人間がいなくなった世界に残された人工生命体。命の意味を探し求める孤独な旅の行く末は…【漫画家インタビュー】
公開日:2025/7/7

最新の書籍や人気の漫画作品の情報を発信する「ダ・ヴィンチWeb」。今SNSを中心に話題を集めているホットな漫画を、作者へのインタビューを交えて紹介する。
ピックアップした作品は、荒廃した世界を舞台に生命の価値や存在の本質を静かに問いかけるSF漫画『ハロー・ワールド ¥e』。哲学的なテーマと静謐な世界観が印象的な本作は、X(旧Twitter)やpixivを中心に人気が高まっており、2万以上のいいねが集まる投稿も。
作者・小雨大豆(@kosamedaizu)さんにインタビューを行い、創作のきっかけやこだわりについて語ってもらった。
本作の舞台は、太陽活動の異常な活発化により滅びゆく星となった地球。気候変動はもはや人間の手に負えないほど深刻化し、人間たちは次々とこの星に見切りをつけ、新天地を求めて宇宙へと旅立っていく。
だが、老いた科学者・マスターは動かない。死期を悟った彼は地球に残り、暇つぶしと称して、自身の持てる知識をすべて注ぎ込んだオートマタ「フィズ」を作り上げた。マスターはフィズをわが子のように慈しみ、命の脆さや神の概念、生と死の意味を語り伝える。
そして訪れた別れのとき。「マスター亡き今、マスターの意思を継ぎ、この星と人類の行く末を記そうと思う」。

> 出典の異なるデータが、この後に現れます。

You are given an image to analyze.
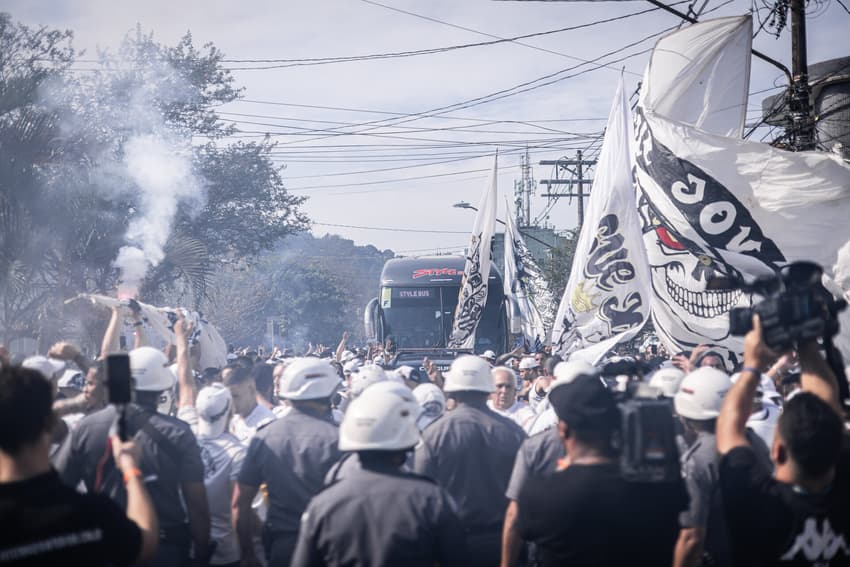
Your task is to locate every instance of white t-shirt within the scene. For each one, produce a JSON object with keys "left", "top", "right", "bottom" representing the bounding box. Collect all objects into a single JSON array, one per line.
[
  {"left": 487, "top": 400, "right": 536, "bottom": 429},
  {"left": 177, "top": 406, "right": 245, "bottom": 565},
  {"left": 230, "top": 404, "right": 276, "bottom": 445}
]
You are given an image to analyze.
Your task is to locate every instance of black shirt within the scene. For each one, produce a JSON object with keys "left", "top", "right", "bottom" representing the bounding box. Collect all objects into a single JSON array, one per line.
[
  {"left": 517, "top": 464, "right": 687, "bottom": 566},
  {"left": 720, "top": 447, "right": 850, "bottom": 567},
  {"left": 0, "top": 471, "right": 142, "bottom": 566},
  {"left": 54, "top": 405, "right": 204, "bottom": 529}
]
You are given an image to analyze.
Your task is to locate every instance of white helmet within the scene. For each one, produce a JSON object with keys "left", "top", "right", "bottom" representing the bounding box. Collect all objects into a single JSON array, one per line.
[
  {"left": 130, "top": 347, "right": 176, "bottom": 392},
  {"left": 443, "top": 354, "right": 496, "bottom": 394},
  {"left": 339, "top": 384, "right": 419, "bottom": 451},
  {"left": 673, "top": 366, "right": 732, "bottom": 420},
  {"left": 413, "top": 382, "right": 446, "bottom": 429},
  {"left": 279, "top": 357, "right": 340, "bottom": 401},
  {"left": 350, "top": 364, "right": 389, "bottom": 399},
  {"left": 649, "top": 366, "right": 685, "bottom": 398}
]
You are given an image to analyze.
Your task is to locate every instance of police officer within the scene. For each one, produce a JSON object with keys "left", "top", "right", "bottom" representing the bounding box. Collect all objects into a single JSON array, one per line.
[
  {"left": 501, "top": 361, "right": 588, "bottom": 567},
  {"left": 673, "top": 366, "right": 772, "bottom": 567},
  {"left": 54, "top": 347, "right": 210, "bottom": 566},
  {"left": 292, "top": 383, "right": 466, "bottom": 567},
  {"left": 414, "top": 355, "right": 525, "bottom": 565},
  {"left": 233, "top": 358, "right": 341, "bottom": 566}
]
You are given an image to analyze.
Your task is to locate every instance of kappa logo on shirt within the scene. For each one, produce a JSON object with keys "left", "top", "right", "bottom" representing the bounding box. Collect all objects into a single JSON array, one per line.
[{"left": 780, "top": 518, "right": 850, "bottom": 561}]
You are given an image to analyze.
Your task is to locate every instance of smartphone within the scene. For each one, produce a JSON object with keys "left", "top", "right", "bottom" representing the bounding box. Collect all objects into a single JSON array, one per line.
[{"left": 106, "top": 354, "right": 131, "bottom": 405}]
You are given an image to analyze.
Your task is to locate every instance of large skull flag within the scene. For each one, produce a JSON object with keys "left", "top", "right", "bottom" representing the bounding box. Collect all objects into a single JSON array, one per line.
[{"left": 634, "top": 17, "right": 850, "bottom": 363}]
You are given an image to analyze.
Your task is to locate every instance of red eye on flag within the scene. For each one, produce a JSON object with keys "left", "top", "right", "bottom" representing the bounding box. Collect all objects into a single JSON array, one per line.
[{"left": 655, "top": 226, "right": 685, "bottom": 250}]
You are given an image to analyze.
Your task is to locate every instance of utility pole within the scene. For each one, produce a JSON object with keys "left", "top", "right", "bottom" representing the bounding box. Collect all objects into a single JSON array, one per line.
[
  {"left": 540, "top": 150, "right": 596, "bottom": 231},
  {"left": 788, "top": 0, "right": 815, "bottom": 151},
  {"left": 514, "top": 147, "right": 534, "bottom": 226}
]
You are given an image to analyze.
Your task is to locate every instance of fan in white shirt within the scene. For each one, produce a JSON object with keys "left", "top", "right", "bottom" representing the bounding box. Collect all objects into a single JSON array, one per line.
[{"left": 487, "top": 366, "right": 535, "bottom": 428}]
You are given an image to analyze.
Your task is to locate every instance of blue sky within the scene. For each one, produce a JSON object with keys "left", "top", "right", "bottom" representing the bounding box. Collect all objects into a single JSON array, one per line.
[{"left": 6, "top": 0, "right": 850, "bottom": 253}]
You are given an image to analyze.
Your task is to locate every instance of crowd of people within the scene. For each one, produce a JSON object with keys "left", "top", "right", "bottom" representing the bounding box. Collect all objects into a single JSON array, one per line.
[{"left": 0, "top": 307, "right": 850, "bottom": 567}]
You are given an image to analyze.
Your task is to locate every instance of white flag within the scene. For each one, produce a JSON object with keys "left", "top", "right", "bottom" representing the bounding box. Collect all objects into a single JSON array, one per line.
[
  {"left": 552, "top": 77, "right": 650, "bottom": 363},
  {"left": 635, "top": 16, "right": 850, "bottom": 364},
  {"left": 449, "top": 156, "right": 499, "bottom": 349},
  {"left": 503, "top": 201, "right": 555, "bottom": 351}
]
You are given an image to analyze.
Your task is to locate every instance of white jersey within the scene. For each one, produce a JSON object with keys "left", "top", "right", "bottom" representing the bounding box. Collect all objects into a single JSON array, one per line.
[
  {"left": 230, "top": 404, "right": 277, "bottom": 445},
  {"left": 747, "top": 403, "right": 782, "bottom": 449},
  {"left": 487, "top": 400, "right": 536, "bottom": 429}
]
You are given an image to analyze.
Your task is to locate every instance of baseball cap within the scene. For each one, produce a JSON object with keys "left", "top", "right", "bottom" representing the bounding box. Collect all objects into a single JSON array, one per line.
[
  {"left": 195, "top": 382, "right": 232, "bottom": 437},
  {"left": 21, "top": 354, "right": 65, "bottom": 380},
  {"left": 549, "top": 375, "right": 620, "bottom": 430}
]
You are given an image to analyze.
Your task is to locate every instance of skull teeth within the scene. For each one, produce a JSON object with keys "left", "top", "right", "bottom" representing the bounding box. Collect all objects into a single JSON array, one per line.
[{"left": 664, "top": 264, "right": 741, "bottom": 319}]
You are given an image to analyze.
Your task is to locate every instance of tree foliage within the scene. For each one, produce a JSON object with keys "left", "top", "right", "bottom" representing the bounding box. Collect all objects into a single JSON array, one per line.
[{"left": 0, "top": 13, "right": 307, "bottom": 346}]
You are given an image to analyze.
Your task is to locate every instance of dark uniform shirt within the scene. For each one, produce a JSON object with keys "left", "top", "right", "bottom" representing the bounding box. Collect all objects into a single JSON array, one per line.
[
  {"left": 679, "top": 430, "right": 772, "bottom": 565},
  {"left": 505, "top": 427, "right": 567, "bottom": 500},
  {"left": 291, "top": 467, "right": 468, "bottom": 567},
  {"left": 516, "top": 463, "right": 687, "bottom": 566},
  {"left": 0, "top": 471, "right": 142, "bottom": 566},
  {"left": 239, "top": 407, "right": 342, "bottom": 534},
  {"left": 720, "top": 447, "right": 850, "bottom": 567},
  {"left": 414, "top": 404, "right": 525, "bottom": 563},
  {"left": 55, "top": 405, "right": 204, "bottom": 537}
]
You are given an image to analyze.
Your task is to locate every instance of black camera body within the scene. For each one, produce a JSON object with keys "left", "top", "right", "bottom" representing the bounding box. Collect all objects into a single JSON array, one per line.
[
  {"left": 601, "top": 361, "right": 682, "bottom": 483},
  {"left": 729, "top": 262, "right": 847, "bottom": 352}
]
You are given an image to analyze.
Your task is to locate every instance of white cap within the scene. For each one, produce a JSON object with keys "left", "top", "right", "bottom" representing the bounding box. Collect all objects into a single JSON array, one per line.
[
  {"left": 279, "top": 357, "right": 341, "bottom": 401},
  {"left": 130, "top": 347, "right": 176, "bottom": 392},
  {"left": 195, "top": 382, "right": 233, "bottom": 437},
  {"left": 413, "top": 383, "right": 446, "bottom": 430},
  {"left": 342, "top": 358, "right": 363, "bottom": 374},
  {"left": 21, "top": 354, "right": 65, "bottom": 380},
  {"left": 339, "top": 385, "right": 419, "bottom": 451},
  {"left": 673, "top": 366, "right": 732, "bottom": 420},
  {"left": 649, "top": 366, "right": 685, "bottom": 398},
  {"left": 56, "top": 368, "right": 86, "bottom": 392},
  {"left": 443, "top": 354, "right": 496, "bottom": 394}
]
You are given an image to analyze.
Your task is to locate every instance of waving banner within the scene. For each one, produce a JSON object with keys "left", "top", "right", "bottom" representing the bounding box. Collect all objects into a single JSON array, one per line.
[
  {"left": 503, "top": 201, "right": 555, "bottom": 351},
  {"left": 552, "top": 74, "right": 650, "bottom": 363},
  {"left": 449, "top": 156, "right": 499, "bottom": 349},
  {"left": 635, "top": 17, "right": 850, "bottom": 366}
]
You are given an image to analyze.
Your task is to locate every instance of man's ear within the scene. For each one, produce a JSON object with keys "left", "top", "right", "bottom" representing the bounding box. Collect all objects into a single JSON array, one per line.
[{"left": 558, "top": 420, "right": 570, "bottom": 441}]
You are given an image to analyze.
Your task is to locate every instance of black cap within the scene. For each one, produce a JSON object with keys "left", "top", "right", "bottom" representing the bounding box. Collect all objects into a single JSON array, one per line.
[{"left": 549, "top": 376, "right": 620, "bottom": 430}]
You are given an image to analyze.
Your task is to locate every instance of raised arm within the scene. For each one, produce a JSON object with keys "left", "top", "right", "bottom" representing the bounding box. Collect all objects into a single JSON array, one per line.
[
  {"left": 174, "top": 314, "right": 196, "bottom": 408},
  {"left": 799, "top": 341, "right": 841, "bottom": 415},
  {"left": 717, "top": 315, "right": 777, "bottom": 455}
]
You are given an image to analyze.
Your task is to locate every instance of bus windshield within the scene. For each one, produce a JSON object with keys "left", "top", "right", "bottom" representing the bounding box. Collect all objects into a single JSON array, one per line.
[{"left": 381, "top": 286, "right": 504, "bottom": 352}]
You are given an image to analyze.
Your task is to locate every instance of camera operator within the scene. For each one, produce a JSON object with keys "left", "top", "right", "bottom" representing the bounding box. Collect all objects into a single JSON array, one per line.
[
  {"left": 516, "top": 375, "right": 687, "bottom": 565},
  {"left": 717, "top": 316, "right": 850, "bottom": 566},
  {"left": 0, "top": 367, "right": 159, "bottom": 565}
]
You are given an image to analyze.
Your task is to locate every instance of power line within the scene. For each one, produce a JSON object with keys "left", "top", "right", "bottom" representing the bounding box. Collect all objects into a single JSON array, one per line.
[{"left": 312, "top": 222, "right": 469, "bottom": 234}]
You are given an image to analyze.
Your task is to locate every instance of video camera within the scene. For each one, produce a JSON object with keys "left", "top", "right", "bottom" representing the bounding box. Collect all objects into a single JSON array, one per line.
[
  {"left": 601, "top": 360, "right": 682, "bottom": 483},
  {"left": 709, "top": 262, "right": 847, "bottom": 352}
]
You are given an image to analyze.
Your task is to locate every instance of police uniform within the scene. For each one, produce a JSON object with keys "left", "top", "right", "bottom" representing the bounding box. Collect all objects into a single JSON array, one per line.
[
  {"left": 414, "top": 402, "right": 525, "bottom": 565},
  {"left": 679, "top": 430, "right": 773, "bottom": 565},
  {"left": 54, "top": 404, "right": 204, "bottom": 565},
  {"left": 239, "top": 406, "right": 341, "bottom": 565},
  {"left": 505, "top": 427, "right": 567, "bottom": 500},
  {"left": 291, "top": 466, "right": 469, "bottom": 567}
]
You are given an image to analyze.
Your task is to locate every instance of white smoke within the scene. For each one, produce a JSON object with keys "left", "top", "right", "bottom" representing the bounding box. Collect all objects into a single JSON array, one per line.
[{"left": 114, "top": 133, "right": 203, "bottom": 298}]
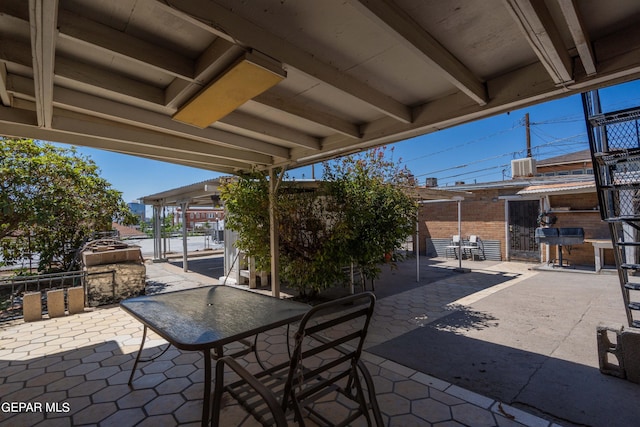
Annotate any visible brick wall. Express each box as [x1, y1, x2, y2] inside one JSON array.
[[419, 190, 505, 254], [549, 191, 615, 265]]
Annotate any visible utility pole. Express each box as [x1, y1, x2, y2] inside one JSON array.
[[524, 113, 531, 157]]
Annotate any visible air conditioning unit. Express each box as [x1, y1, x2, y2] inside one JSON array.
[[424, 178, 438, 187], [511, 157, 536, 178]]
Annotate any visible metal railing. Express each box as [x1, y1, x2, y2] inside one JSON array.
[[0, 270, 115, 322]]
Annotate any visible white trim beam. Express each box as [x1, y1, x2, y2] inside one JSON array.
[[0, 107, 239, 174], [54, 84, 290, 159], [351, 0, 487, 105], [253, 92, 362, 138], [156, 0, 413, 123], [54, 113, 272, 168], [504, 0, 573, 85], [216, 110, 322, 150], [57, 9, 195, 80], [0, 62, 11, 107], [29, 0, 58, 128], [556, 0, 597, 76], [165, 37, 245, 109]]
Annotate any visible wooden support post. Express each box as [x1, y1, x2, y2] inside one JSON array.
[[269, 168, 280, 298]]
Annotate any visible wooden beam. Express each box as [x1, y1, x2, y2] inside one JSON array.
[[0, 107, 240, 174], [165, 38, 245, 108], [54, 88, 289, 159], [59, 10, 195, 80], [504, 0, 573, 85], [216, 111, 322, 150], [351, 0, 487, 105], [29, 0, 58, 127], [54, 115, 272, 168], [253, 92, 361, 138], [0, 62, 11, 107], [556, 0, 597, 76], [156, 0, 412, 123]]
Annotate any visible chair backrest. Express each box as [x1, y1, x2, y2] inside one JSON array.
[[281, 292, 375, 412]]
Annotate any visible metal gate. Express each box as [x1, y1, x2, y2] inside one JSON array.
[[509, 200, 540, 262]]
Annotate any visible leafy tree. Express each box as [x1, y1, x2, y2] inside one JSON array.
[[220, 173, 271, 271], [324, 147, 417, 286], [221, 148, 416, 293], [0, 138, 137, 271]]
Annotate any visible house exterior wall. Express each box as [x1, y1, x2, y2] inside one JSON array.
[[418, 189, 505, 255], [549, 191, 615, 265], [419, 189, 615, 266]]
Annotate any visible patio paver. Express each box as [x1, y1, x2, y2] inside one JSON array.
[[0, 258, 552, 427]]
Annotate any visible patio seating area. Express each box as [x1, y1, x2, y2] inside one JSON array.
[[0, 260, 626, 427]]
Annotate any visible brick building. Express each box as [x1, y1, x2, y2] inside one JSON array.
[[419, 150, 613, 265]]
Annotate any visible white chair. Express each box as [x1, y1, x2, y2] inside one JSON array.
[[463, 234, 484, 260]]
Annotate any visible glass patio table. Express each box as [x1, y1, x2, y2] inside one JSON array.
[[120, 285, 311, 426]]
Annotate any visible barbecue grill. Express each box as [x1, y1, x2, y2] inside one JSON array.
[[535, 227, 584, 267]]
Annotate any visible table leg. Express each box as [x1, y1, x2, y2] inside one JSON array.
[[593, 246, 604, 273], [202, 348, 211, 427], [127, 325, 147, 386]]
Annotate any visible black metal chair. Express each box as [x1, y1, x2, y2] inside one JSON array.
[[212, 292, 383, 427]]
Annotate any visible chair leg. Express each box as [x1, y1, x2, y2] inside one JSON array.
[[358, 360, 384, 427], [211, 363, 224, 427]]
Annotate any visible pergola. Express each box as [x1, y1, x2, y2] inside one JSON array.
[[0, 0, 640, 294]]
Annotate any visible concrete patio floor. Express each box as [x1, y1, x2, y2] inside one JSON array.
[[0, 258, 638, 427]]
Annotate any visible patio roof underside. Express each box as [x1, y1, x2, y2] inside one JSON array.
[[0, 0, 640, 173]]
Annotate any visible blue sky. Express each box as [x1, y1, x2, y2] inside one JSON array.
[[61, 81, 640, 202]]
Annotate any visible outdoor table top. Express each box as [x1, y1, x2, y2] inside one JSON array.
[[120, 285, 310, 351]]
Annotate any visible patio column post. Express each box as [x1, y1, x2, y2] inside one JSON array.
[[180, 202, 189, 272], [458, 199, 462, 270], [269, 168, 284, 298]]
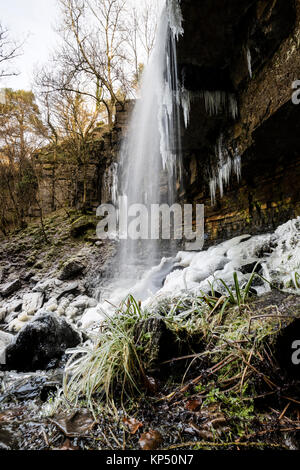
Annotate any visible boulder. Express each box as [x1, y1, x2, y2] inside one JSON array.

命を持たぬ存在は、命の意味を知ることができるのか——。
命の定義や個々の存在の意味を、静かに見つめる物語を描きたかった
ーー『ハロー・ワールド ¥e』を創作したきっかけや理由を教えてください。
SFや終末ものの雰囲気のある作品を作ってみたくて、「命の定義」や「存在の意味」を静かに見つめる物語にしたいという思いがありました。
人間がほぼいなくなった世界を舞台に、人工知能やオートマタといった「生きているとは言えない存在」たちにこそ、生や死について問いかけてみると面白いかなと思い、このような形になりました。
ーー こだわった点や、「ここを見てほしい」というポイントを教えてください。
お話の舞台は荒廃した世界ですが、その中にある“穏やかな時間”や“静かな愛情”を丁寧に描くことを意識しました。読み手の方にも、胸の奥にじんわり残るような感覚を持ってもらえたら嬉しいです。
ーー 特に気に入っているシーンやセリフを教えてください。
毎回試行錯誤しながら描いているので、強いて言えば毎回が印象深く、特にここ! と断言できる場面は実はありません。
ーー 命を持たない存在であるフィズに「命の重さ」を伝えるマスターには、どのような背景や思いがあるのでしょうか。
マスターは、命を「所有するもの」ではなく「継承されていくもの」として捉えていた人物かもしれないな、と描いていて思いました。自身がいつか必ず命を終えることを前提にして、その証拠や温度を誰かに残したいと願っていて、その託す相手がたまたま人工の存在だった……というような感じです。
ーー マスター自身にも、フィズとの関わりを通して成長したり、影響を受けたりした部分はあるのでしょうか?
あると思います。マスターはフィズを“作り手としての責任”から見守っている部分も多かったのですが、少しずつ成長するフィズを通して自分自身の人生をも振り返っていたのかなと思います。教える側でありながら、同時に学び手でもあった――そんな関係にしたいと思って描きました。
ーー 現在、Xにてフィズの視点による第二部を連載されていますね。第二部では、大陸に残る他のAIモデルとフィズがともに歩む可能性はあるのでしょうか?
はい。フィズが自分以外のAIと出会い、「命の意味」を独りでなく他者と共有しようとする過程が、第二部のテーマのひとつになっています。孤独の中にも希望を見出していくような展開にしたいと考えています。
ーー 今後の展望や目標を教えてください。
作品を通して、読む方の心の中に静かに残るような余韻を届けていけたらと思っています。自分自身が問いかけたいこと、大切にしている感覚を、これからも漫画という形で表現していけたら嬉しいです。
ーー作品を楽しみにしている読者へメッセージをお願いします。
いつも読んでくださってありがとうございます。登場人物たちの静かな思いややりとりを、ゆっくり味わっていただけたら幸いです。
これからも少しずつ描き続けていくので、どうぞよろしくお願いいたします。